以前に音楽の世界を見てて思ったことを思い出したんだよな。それは、才能があれば、創作して発表して支持される、そういう場が生まれているってこと。必ずしもお金という形での報酬とは限らない。世界がフラットになれば、才能があれば、やったもん勝ちなんだよ。プアミルクとか見てるとそう思う。フラットな世界って、そういうことだ。才能があれば、埋もれたままで居ることは難しいのだよね。才能があれば。

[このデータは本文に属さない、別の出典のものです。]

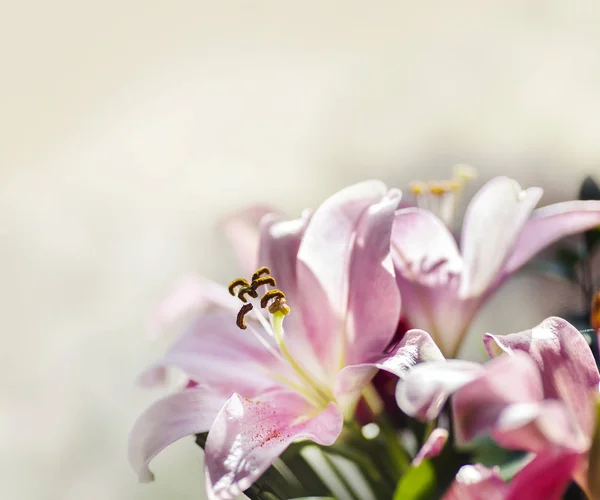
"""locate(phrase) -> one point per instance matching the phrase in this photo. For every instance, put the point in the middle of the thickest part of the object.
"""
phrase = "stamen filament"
(324, 395)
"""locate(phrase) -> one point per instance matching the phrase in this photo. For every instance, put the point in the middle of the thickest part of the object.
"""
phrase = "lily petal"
(323, 281)
(426, 387)
(425, 251)
(415, 347)
(546, 477)
(432, 447)
(242, 231)
(168, 420)
(478, 407)
(279, 243)
(373, 297)
(428, 266)
(569, 372)
(215, 352)
(248, 435)
(477, 482)
(493, 220)
(548, 225)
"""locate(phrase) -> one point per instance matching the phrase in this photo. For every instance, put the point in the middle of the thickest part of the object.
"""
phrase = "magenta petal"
(248, 435)
(477, 482)
(168, 420)
(323, 268)
(432, 447)
(426, 387)
(546, 477)
(548, 225)
(478, 407)
(493, 220)
(242, 230)
(569, 372)
(191, 295)
(415, 347)
(215, 352)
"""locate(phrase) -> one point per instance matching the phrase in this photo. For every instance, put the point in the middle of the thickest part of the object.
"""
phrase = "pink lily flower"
(544, 478)
(259, 386)
(442, 286)
(538, 394)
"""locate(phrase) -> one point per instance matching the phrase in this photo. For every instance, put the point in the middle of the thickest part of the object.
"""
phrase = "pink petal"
(548, 225)
(537, 427)
(215, 352)
(373, 297)
(168, 420)
(428, 267)
(279, 243)
(432, 447)
(248, 435)
(546, 477)
(415, 347)
(569, 372)
(493, 220)
(425, 251)
(242, 230)
(324, 261)
(438, 310)
(506, 402)
(191, 296)
(477, 482)
(426, 387)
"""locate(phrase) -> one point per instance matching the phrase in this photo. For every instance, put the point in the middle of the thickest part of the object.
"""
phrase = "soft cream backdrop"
(128, 127)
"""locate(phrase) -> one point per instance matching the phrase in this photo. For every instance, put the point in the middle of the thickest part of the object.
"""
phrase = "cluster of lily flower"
(282, 367)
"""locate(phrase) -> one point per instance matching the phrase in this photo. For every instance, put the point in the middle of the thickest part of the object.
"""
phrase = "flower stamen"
(260, 272)
(278, 303)
(238, 282)
(246, 308)
(267, 280)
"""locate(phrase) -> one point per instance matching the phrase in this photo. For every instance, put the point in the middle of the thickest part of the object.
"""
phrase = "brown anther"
(246, 308)
(278, 302)
(259, 272)
(267, 280)
(247, 290)
(271, 295)
(279, 306)
(237, 283)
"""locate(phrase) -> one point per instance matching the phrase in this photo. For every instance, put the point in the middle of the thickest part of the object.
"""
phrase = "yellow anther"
(260, 272)
(437, 189)
(267, 280)
(247, 290)
(417, 187)
(239, 282)
(278, 303)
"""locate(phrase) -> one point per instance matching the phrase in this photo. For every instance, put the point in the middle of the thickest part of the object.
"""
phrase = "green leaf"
(488, 453)
(589, 190)
(570, 256)
(417, 483)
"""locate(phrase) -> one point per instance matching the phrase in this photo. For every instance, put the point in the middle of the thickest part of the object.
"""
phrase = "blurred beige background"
(127, 128)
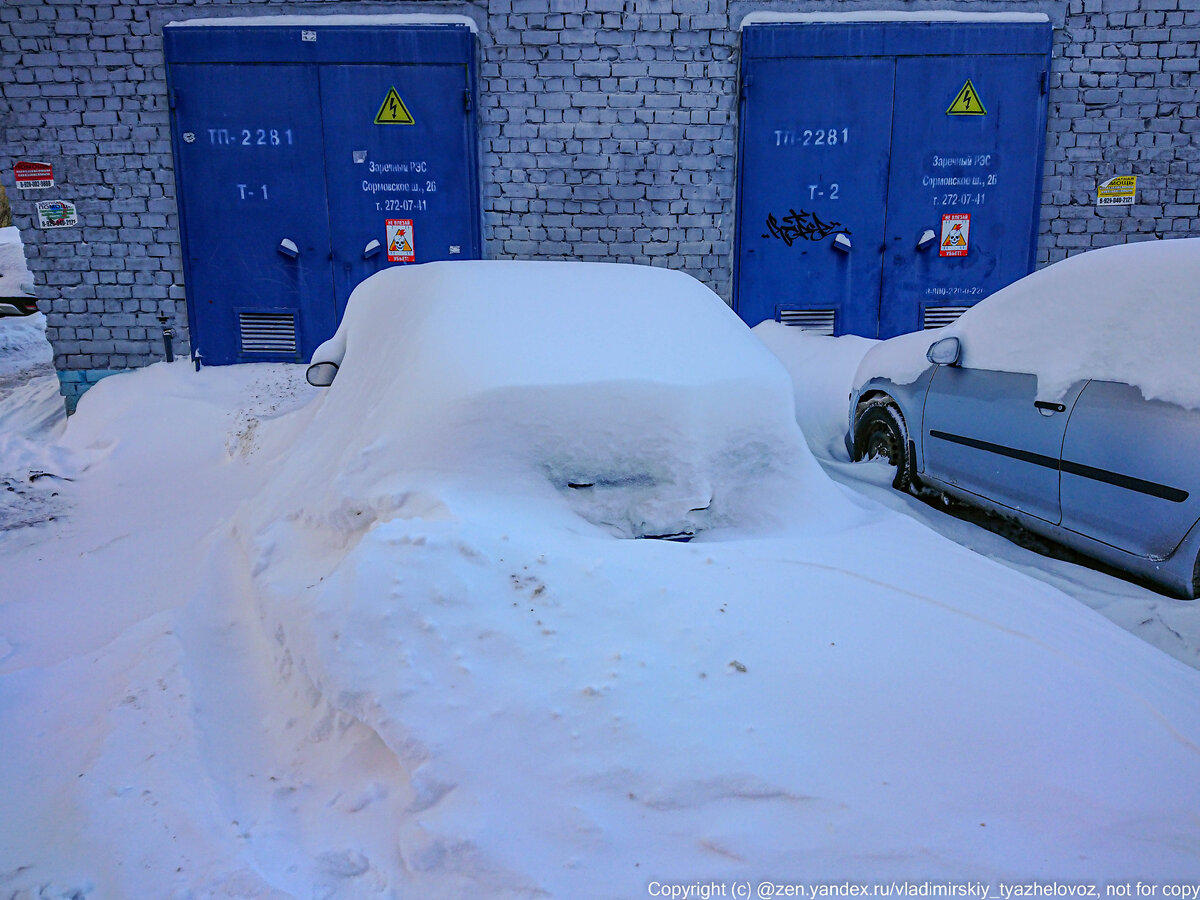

好きなことをやる。それを発表する。もしかするとそれは誰かに評価され支持される。VERY GOOD!だね。また、もしかするとそれは誰かに評価されず支持されないかもしれない。OH!MY GOD!でもよ。もともと好きでやってたんだから、それはそれでいいじゃん?音楽という世界で、そういうことが起こっている。

そうなると、才能って何かというと、やらずに居られないことを、やり続けることが出来る、っていうことなんだと思うんですよ。やりたいことをやる、ってことなんだ と思うんですよ。自分がなにをやりたいのか知っていること。自分が何を好きなのかを知っていること。これは音楽だけの話じゃなく。ネットで流せるものなら何でも、そうなりうるのだと。

自分が好きなことを知っていて、それをやり続けることの出来る人、そういう人が、これから先、勝つんだ、って話。人生終わるときに、ああ、好きなことやった人生だった、って言って死ねるんだから。そう思ったときに、フラットで自由競争な世界ってええなあ、って思ったんだよね。

ってわけで、さてワタシは今日も本を読み、ブログを書く。ではまた明日ね。